NANCY DREW AND THE HIDDEN STAIRCASE is not much of a Nancy Drew movie, the lead character not having anything to do with Nancy Drew, but I do like the lead character of the movie all the same as she's got sass, so I'm not sure what my point is.  Maybe something to do with reinventions like what Spider-Verse does?  Mmmm, I am certainly enough of a hipster wanker to try that one, but Nancy Drew has never done particularly well in her periodic reinventions for a variety of reasons, and this one seems to be an inversion of the fish-out-of-water comedy movie starring Emma Roberts from the early 2000s in which Nancy Drew was a teen sleuth in a perpetually 1950s setting who suddenly found herself in the big modern city and yeah if you didn't see it you missed absolutely nothing of note, as quite why a character who was invented in the 1930s would live in a town that looks like the 1950s is never explained, nor does it even have any bearing on the character or her interactions with a modern American city.  The Hidden Staircase inverts this premise, however, having Nancy be a big city teen sleuth who comes to a small town, and it also has little bearing on the way she interacts with her new environment.  There's this bizarre bit where Nancy says "maybe I'll do some Instagram and talk about boys" and then she laughs because it's a psych-out about what a clumsy reinvention/update would do and yet she does these exact things in the course of the movie anyway - there's a 17 minute sequence right at the start about cyber-bullying that has zero bearing on the rest of the movie, and then she meets a boy.
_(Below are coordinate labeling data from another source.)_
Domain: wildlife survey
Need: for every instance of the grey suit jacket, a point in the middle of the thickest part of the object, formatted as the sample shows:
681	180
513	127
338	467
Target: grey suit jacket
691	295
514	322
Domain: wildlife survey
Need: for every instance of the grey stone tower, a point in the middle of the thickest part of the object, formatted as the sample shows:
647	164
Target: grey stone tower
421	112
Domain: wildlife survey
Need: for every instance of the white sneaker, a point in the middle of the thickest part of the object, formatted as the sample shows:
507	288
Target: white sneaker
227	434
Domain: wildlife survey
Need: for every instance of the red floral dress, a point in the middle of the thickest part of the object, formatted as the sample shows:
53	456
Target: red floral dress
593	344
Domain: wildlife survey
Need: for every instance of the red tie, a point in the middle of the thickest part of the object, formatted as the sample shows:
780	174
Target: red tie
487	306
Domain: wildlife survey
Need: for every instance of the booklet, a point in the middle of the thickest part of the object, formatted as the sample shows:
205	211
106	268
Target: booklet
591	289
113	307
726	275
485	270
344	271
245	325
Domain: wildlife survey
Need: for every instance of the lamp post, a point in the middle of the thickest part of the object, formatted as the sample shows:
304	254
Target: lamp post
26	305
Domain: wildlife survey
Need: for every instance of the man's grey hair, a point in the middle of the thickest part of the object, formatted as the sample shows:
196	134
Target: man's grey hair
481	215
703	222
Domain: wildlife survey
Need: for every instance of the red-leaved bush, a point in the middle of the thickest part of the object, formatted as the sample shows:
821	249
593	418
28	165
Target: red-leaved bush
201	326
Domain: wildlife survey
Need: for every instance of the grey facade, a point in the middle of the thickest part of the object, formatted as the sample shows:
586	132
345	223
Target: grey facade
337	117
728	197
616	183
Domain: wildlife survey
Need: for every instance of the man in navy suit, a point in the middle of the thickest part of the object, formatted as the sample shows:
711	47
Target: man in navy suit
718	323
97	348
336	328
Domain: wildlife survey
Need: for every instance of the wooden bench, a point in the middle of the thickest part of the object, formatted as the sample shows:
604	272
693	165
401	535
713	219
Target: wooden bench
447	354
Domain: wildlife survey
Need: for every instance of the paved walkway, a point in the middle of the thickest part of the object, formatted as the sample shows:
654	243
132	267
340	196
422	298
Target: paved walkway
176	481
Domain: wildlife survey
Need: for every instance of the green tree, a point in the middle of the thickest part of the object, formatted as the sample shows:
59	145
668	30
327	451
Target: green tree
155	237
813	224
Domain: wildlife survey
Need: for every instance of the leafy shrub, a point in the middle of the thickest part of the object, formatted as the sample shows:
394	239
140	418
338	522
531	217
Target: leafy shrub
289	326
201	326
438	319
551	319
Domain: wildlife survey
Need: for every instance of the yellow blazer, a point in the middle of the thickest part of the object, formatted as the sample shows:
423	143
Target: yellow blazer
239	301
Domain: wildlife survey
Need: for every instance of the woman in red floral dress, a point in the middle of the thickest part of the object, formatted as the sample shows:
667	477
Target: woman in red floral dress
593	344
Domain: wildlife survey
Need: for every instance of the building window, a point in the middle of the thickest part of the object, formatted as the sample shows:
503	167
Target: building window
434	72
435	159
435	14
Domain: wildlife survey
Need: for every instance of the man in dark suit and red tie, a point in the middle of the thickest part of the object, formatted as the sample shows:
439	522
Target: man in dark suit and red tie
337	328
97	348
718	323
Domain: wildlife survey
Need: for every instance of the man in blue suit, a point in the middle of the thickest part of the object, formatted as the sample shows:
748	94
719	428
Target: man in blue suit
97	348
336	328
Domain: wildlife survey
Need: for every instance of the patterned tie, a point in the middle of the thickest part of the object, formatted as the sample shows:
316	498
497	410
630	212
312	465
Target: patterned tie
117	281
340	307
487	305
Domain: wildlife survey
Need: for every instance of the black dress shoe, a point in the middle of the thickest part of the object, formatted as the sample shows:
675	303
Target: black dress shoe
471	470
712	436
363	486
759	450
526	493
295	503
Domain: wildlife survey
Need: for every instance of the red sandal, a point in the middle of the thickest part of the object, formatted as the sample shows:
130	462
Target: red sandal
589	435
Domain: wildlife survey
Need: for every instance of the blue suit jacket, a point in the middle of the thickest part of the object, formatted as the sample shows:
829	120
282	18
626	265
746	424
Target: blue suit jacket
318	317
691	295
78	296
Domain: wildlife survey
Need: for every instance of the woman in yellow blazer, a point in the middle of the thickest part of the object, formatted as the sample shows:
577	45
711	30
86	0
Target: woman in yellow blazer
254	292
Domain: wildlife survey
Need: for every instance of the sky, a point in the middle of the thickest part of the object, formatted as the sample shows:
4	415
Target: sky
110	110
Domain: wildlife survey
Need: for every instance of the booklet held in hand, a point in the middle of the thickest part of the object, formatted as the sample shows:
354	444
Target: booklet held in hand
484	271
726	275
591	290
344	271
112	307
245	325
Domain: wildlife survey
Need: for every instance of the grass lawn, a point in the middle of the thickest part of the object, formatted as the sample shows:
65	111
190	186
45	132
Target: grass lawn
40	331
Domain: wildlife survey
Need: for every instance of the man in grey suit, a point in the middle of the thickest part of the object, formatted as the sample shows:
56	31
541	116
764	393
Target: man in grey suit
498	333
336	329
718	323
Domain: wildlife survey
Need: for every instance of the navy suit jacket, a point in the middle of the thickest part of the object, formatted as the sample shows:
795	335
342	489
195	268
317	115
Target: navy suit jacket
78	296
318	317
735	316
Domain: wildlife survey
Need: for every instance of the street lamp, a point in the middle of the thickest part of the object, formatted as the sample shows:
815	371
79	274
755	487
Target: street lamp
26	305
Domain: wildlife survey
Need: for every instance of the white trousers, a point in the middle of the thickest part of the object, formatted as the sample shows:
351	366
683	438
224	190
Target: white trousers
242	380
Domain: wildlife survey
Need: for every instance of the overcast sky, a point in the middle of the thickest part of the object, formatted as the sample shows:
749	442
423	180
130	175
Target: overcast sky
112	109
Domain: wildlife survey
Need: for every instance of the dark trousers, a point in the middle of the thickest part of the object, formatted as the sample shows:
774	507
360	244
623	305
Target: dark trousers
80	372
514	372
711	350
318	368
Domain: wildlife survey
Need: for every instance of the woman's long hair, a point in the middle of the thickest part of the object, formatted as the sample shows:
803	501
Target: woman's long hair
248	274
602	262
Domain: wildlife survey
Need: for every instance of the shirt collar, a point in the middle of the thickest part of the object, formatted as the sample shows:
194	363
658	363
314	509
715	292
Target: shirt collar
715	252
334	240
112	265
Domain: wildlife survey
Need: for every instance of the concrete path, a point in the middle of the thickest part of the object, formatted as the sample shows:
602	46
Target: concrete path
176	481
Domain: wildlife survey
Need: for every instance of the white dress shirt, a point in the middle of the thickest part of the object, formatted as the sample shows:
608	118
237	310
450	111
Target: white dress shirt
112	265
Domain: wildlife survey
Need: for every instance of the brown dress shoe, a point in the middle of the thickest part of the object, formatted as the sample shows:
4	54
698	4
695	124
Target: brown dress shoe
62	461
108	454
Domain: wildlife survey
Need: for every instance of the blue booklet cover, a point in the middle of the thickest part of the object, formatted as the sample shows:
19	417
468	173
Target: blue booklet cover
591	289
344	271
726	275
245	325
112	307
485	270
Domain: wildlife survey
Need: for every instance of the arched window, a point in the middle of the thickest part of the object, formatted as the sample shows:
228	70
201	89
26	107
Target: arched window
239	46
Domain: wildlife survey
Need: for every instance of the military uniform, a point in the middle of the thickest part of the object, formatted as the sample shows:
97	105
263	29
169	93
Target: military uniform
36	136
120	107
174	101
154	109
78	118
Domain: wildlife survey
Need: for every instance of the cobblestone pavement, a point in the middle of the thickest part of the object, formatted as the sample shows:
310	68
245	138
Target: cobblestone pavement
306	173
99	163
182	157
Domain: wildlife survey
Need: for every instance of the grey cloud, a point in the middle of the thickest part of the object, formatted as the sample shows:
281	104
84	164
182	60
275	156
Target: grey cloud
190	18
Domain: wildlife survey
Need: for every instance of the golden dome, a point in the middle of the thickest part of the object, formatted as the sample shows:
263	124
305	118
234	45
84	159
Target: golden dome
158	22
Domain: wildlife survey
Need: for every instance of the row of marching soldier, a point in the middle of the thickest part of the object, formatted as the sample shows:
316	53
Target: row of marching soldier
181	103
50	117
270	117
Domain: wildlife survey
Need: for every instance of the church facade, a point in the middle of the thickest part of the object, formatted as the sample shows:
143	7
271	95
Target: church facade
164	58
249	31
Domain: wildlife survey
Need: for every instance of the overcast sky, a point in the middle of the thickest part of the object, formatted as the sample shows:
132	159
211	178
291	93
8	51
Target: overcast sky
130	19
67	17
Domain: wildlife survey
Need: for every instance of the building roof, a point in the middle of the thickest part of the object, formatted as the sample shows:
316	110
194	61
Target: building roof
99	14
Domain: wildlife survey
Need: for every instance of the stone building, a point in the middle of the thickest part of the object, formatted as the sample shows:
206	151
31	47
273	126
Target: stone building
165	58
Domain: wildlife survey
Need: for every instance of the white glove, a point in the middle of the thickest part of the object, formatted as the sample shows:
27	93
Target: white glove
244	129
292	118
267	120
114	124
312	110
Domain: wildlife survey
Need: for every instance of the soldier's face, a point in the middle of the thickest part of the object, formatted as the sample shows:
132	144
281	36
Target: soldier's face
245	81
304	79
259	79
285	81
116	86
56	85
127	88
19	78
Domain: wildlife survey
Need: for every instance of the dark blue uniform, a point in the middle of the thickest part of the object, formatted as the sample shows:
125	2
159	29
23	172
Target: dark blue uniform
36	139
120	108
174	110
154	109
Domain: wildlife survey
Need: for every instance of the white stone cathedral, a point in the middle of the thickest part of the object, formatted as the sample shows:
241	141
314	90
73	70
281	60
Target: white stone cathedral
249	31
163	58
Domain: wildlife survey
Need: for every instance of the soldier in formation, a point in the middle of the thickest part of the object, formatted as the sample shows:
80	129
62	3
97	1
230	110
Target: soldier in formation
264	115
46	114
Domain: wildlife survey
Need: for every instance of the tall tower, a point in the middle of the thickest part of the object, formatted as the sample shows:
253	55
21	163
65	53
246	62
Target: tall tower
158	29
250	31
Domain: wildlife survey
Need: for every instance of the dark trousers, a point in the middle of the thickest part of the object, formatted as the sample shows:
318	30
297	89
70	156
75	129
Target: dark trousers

Nancy Drew reinvented in the novels as she went along - and I don't just mean the constant rewrites of earlier novels to remove outdated (racist) content or risque (bondage) scenes, I mean she's been in publication for 80 years, the books just kept catching up with the periods in which new writers were dropping them, so updating or reinventing the character doesn't require anything drastic, it just needs the usual tweaks for adaptation, and anything beyond that just seems desperate or wrong-headed - like the tv pilot where Nancy was a middle-aged Muslim homocide detective in New York City and you're just like "whoa who asked for this?"  (SPOILER literally nobody asked for this, the pilot has never seen the light of day and even the actor who played Nancy has expressed relief that it never went to series)
Anyway, I am grumping on this an awful lot when it isn't really that bad, just lacking in a solid central theme to tie all the disparate stuff together into a coherent whole, as it's just a jumble of cliches shot and performed capably but unexceptionally, as one might expect of a children's television movie, I guess, but I can't help but think if someone came along with a clear idea of what made Nancy Drew appeal to audiences and then transferred that to the screen, it would probably be good.  And yes, I realise I am describing Veronica Mars there.
THE KID WHO WOULD BE KING is also a movie about reinventions and cheese and crackers there is a lot of it going about it's almost like there is not a lot of demand for original things these days.  That's maybe unfair, as Joe Cornish's kiddie adventure romp about the reborn King Arthur does try and do things differently here and there, but there is a really confusing through line about the role of women in the Christianity-appropriated post-pagan mythology of Britain that I'm not sure what to make of.  A common trope I noticed in superhero comics when I started going up my own arse a bit was male characters taking on the role of their absent fathers while never acknowledging strength or resolve as being things that they learned from their mothers, almost as if women could not be acknowledged within male power fantasies as a source of strength or wisdom, only compassion or love, and I think The Kid Who Would Be King falls into this trap, too.  Like I say - right up my own arse.
I liked it and it was entertaining, if slightly overlong.